Student loan lenders employ about 35,000 people around the country, although estimates differ as to how many jobs would be eliminated if the federal government took over all direct lending on student loans.
“We haven’t left any stone unturned — we’ll meet with anyone who will meet us,” Mr. Remondi said in an interview. “We’re trying to identify at least 12 senators who would be helpful in this process.”
At the same time, Sallie Mae and other lenders have staged a series of town-hall-style meetings at their job centers around the country to help mobilize opposition to the White House plan and collect thousands of signatures for a petition drive in support of their own plan.
“I would think that the White House would prefer not to make senators vote for something that is going to be very unpopular in their states — and for good reason,” said Jamie Gorelick, a former Clinton administration official who is now lobbying for the lending industry.
Mr. Obama defended his plan last week in his State of the Union address.
“To make college more affordable, this bill will finally end the unwarranted taxpayer subsidies that go to banks for student loans” and use the savings to finance other educational programs, he said to cheers from Democrats. “In the United States of America,” Mr. Obama said, “no one should go broke because they chose to go to college.”
The money that would be saved by cutting out the private-industry middlemen — about $80 billion over the next decade, according to a Congressional Budget Office analysis — could instead go toward expanding direct Pell Grants to students, establishing $10,000 tax credits for families with loans, and forgiving debts eventually for students who go into public service, administration officials say.
The bill would also shift tens of billions of dollars in expected savings to early learning programs, community colleges and the modernization of public school facilities.
Representative George Miller, the California Democrat who has led the fight for the lending overhaul as chairman of the House Education Committee, predicted in an interview that the plan would ultimately pass.
“If people want to lose $80 billion on the taxpayer’s dime for the very narrow interests of Sallie Mae, I guess they can decide that, but it makes no economic sense to me,” he said. “They had a great ride for years.”
If Congress backs Mr. Obama’s proposal, opponents say that students will forfeit the individualized service that private lenders are better able to offer: a one-on-one meeting in a high school gym, a range of loan options to pick from, or an 11th-hour meeting to avoid a default. The lenders have offered an alternative proposal to retain a more active role in originating loans, which they say would generate significant federal savings — $67 billion in the next decade, according to the Congressional Budget Office.

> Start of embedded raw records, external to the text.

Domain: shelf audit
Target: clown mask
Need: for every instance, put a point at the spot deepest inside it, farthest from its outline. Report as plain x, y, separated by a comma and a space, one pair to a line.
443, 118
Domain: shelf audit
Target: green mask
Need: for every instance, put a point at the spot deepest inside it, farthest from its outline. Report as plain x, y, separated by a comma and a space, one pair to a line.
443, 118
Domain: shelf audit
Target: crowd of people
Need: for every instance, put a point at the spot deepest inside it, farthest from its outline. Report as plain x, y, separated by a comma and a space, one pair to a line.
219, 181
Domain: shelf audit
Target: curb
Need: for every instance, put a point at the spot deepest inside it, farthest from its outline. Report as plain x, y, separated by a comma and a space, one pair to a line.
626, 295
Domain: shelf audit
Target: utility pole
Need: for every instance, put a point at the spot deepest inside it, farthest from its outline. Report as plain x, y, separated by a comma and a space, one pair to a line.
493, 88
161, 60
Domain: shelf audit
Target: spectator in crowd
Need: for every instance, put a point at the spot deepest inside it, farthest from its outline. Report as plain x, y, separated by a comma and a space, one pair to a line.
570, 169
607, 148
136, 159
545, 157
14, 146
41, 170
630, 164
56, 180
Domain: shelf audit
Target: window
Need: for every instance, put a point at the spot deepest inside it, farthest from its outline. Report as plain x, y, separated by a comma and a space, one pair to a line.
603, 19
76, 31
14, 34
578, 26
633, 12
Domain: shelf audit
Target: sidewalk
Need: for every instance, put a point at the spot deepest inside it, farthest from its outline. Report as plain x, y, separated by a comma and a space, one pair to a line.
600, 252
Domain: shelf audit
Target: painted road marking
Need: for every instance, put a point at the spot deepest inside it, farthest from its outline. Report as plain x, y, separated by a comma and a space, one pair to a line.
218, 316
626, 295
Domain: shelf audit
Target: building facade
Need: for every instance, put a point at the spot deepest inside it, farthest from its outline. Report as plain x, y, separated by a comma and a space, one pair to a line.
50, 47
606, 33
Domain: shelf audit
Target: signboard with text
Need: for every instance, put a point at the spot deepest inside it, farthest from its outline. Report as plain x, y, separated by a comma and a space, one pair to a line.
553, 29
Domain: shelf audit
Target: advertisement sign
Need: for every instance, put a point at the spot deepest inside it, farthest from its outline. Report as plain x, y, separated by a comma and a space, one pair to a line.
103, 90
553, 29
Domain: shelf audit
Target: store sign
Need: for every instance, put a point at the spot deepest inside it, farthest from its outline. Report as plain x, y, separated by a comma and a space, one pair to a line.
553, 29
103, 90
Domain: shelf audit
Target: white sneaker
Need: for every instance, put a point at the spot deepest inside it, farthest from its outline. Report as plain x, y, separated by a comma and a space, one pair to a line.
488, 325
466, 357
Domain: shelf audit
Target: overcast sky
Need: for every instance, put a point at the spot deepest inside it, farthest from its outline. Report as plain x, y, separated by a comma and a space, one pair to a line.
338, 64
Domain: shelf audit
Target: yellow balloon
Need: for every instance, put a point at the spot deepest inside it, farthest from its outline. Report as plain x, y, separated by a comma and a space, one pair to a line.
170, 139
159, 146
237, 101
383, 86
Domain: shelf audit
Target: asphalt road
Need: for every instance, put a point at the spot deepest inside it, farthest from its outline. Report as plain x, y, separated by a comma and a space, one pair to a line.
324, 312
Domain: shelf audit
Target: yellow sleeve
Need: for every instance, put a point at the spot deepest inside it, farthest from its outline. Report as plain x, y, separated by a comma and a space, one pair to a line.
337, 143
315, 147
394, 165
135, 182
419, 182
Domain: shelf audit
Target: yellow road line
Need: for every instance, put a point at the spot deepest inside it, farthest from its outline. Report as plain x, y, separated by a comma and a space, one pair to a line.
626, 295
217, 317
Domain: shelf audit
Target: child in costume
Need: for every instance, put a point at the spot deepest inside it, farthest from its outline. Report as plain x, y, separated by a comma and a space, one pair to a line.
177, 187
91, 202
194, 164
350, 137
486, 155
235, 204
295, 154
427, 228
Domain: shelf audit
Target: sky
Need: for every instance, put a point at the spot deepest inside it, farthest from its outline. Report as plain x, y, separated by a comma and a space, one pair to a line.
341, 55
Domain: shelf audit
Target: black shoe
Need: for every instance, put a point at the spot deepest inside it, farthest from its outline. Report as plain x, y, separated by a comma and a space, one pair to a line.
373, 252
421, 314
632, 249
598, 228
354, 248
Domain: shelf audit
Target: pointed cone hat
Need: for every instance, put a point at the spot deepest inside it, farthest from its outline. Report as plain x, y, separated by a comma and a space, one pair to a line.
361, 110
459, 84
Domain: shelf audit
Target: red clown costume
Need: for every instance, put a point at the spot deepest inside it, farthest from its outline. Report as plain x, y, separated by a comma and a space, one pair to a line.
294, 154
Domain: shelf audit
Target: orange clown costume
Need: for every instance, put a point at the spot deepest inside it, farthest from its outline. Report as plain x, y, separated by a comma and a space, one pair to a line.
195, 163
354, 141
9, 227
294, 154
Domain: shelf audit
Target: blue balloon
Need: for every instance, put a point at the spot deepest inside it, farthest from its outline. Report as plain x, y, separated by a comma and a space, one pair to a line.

Some financial-aid administrators at colleges around the country say they are worried that the political uncertainty over the loan proposal and the one-size-fits-all approach of the White House’s approach could hurt colleges and students.
“We’re caught in a political struggle,” Caesar Storlazzi, the chief financial aid officer at Yale, said in an interview. Like a wave of other colleges in recent months, Yale decided in November to switch from private-sector loans to the federal government’s direct-lending program.
But with passage of the White House plan now appearing “less inevitable,” Mr. Storlazzi wonders whether keeping the private lenders in business is better for students.
“It really felt like the administration was just shoving this down our throats,” he said. “It feels a bit like a federal takeover.” With competition among lenders, he said, “We get better prices and services.”